4. The method for constructing random driving conditions for passenger vehicles according to claim 1, characterized in that, The clustering specifically includes the following steps: Calculate the characteristic parameters of short-stroke segments; Principal component analysis was performed on the short-stroke segments based on the aforementioned feature parameters to extract principal component scores. The number of clusters is determined based on the elbow rule and the silhouette coefficient; Short-stroke segments are clustered according to principal component scores, and the segments are divided into different clusters based on the determined number of clusters.

5. The method for constructing random driving conditions for passenger vehicles according to claim 4, characterized in that, The characteristic parameters include at least the average vehicle speed, maximum vehicle speed, running time, running distance, minimum deceleration, maximum acceleration, average deceleration during the deceleration phase, and average acceleration during the acceleration phase.
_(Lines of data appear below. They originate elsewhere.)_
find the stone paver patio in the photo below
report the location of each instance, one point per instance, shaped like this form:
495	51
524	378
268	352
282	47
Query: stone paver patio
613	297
6. The method for constructing random driving conditions for a passenger vehicle according to claim 4, characterized in that, The cluster analysis used was K-means cluster analysis.

7. The method for constructing random driving conditions for a passenger vehicle according to claim 4, characterized in that, The method further includes: When collecting actual driving condition data according to the test plan, the driving condition type is recorded or labeled according to the actual traffic scenario to verify the clustering results.
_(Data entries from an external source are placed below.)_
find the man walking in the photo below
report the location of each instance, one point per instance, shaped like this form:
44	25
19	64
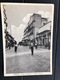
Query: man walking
32	47
15	47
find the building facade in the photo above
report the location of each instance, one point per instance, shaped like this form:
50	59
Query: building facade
38	30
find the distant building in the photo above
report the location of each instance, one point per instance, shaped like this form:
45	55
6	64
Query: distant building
38	30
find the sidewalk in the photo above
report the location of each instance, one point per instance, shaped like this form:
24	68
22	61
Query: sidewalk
18	63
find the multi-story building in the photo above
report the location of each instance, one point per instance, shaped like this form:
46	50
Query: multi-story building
38	30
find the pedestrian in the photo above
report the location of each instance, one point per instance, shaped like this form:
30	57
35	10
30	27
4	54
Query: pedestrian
36	45
15	47
32	47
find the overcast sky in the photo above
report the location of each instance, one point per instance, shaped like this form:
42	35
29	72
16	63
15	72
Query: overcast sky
18	17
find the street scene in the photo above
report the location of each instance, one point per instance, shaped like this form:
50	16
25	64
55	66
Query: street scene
27	33
24	62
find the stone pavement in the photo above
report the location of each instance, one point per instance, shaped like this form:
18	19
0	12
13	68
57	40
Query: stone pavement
23	61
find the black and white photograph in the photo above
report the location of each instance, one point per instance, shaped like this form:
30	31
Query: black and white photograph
27	38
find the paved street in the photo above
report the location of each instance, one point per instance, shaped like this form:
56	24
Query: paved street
23	61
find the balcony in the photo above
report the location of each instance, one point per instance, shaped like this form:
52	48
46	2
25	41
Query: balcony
45	27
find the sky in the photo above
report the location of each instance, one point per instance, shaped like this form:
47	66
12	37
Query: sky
19	15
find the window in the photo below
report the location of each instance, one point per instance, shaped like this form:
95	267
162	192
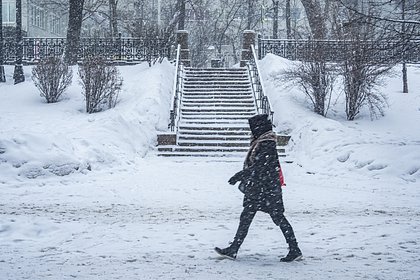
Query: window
38	17
9	11
55	24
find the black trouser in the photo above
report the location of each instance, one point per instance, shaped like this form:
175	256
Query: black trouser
278	218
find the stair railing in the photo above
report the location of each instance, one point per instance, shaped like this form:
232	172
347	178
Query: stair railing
177	91
258	89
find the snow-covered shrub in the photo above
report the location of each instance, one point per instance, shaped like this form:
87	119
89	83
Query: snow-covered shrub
52	76
316	79
101	84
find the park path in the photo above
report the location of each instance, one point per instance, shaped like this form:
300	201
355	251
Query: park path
160	218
8. A device for constructing random driving conditions for a passenger vehicle, characterized in that, The device includes: Data acquisition and short-stroke segment extraction module: used to collect actual driving condition data and extract short-stroke segments according to the test plan, wherein the short stroke is defined as the movement process of the vehicle from the start of movement to the start of the next idle speed; Clustering module: used to cluster the short-stroke segments and construct clusters corresponding to different working condition categories; Random driving condition construction module: This module is used to randomly extract short-distance segments from clusters corresponding to different driving condition categories and randomly combine them to construct random driving conditions. The method for randomly extracting short-distance segments is as follows: Calculate the proportion of the total time length of short-stroke segments in the cluster corresponding to each working condition category to the total time length of all short-stroke segments. Based on the proportion and the preset minimum allowable time length of random driving conditions, calculate the minimum allowable motion time length for each working condition category. For any working condition category, initialize a working condition sequence. Each time, randomly select a short-stroke segment from the cluster corresponding to the working condition category and add it to the end of the working condition sequence. Calculate whether the total time length of the working condition sequence after adding is less than the minimum allowable motion time length for the working condition category. If so, continue to randomly select short-stroke segments and add them to the working condition sequence. Otherwise, output the working condition sequence after the current addition as the result of the random selection of short-stroke segments.

9. An electronic device comprising a memory and a processor, wherein the memory stores a computer program, characterized in that, When the processor executes the program, it implements the method as described in any one of claims 1 to 7.

10. A computer-readable storage medium having a computer program stored thereon, characterized in that, When the program is executed by the processor, it implements the method as described in any one of claims 1 to 7.